4 When Jesus heard that, He said, “This sickness is not unto death, but for the glory of God, that the Son of God may be glorified through it.”
5 Now Jesus loved Martha and her sister and Lazarus. 6 So, when He heard that he was sick, He stayed two more days in the place where He was. 7 Then after this He said to the disciples, “Let us go to Judea again.”
8 The disciples said to Him, “Rabbi, lately the Jews sought to stone You, and are You going there again?”
9 Jesus answered, “Are there not twelve hours in the day? If anyone walks in the day, he does not stumble, because he sees the flight of this world. 10 But if one walks in the night, he stumbles, because the light is not in him.” 11 These things He said, and after that He said to them, “Our friend Lazarus sleeps, but I go that I may wake him up.”
12 Then His disciples said, “Lord, if he sleeps he will get well.” 13 However, Jesus spoke of his death, but they thought that He was speaking about taking rest in sleep.
In 2 Corinthians 12:9 our Lord said, “My strength is made perfect in weakness.” This story from John’s Gospel shows Jesus using the weakness of death and the dullness of His disciples to teach holy, perfect wisdom.
The darkness of our fleshly minds would have us second-guess God, but then assume we are right and lean on our own understanding. The Light of Christ teaches us to trust in Him and do as He commands. Too often we want to argue or rationalize, rather than just do that which needs to be done. It is good for us to be discerning and reasonable as much as we can, but that reason must be used in service to God’s work, not for purposes of serving ourselves.

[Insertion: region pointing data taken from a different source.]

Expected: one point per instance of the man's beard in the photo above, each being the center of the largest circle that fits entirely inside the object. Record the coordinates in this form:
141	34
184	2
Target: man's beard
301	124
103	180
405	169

God will not command us to do evil. However, the bigger picture isn’t always easy to understand. That is why faith and His Word teach us to obey authorities and not be self-willed or rebellious. As we know from the familiar verse, Romans 8:28, “…all things work together for good to those who love God, to those who are called according to His purpose.” Our Lord sets things in order and directs them. Even when we cannot see or understand how it will all work out, observing His commands and trusting in Him is the faithful thing to do.
Prayer: Almighty God, who showest to them that be in error the light of Thy truth to the intent that they may return into the way of righteousness, grant unto all them that are admitted into the fellowship of Christ’s religion that they may avoid those things that are contrary to their profession and follow all such things as are agreeable to the same; through Jesus Christ, Thy Son, our Lord. Amen.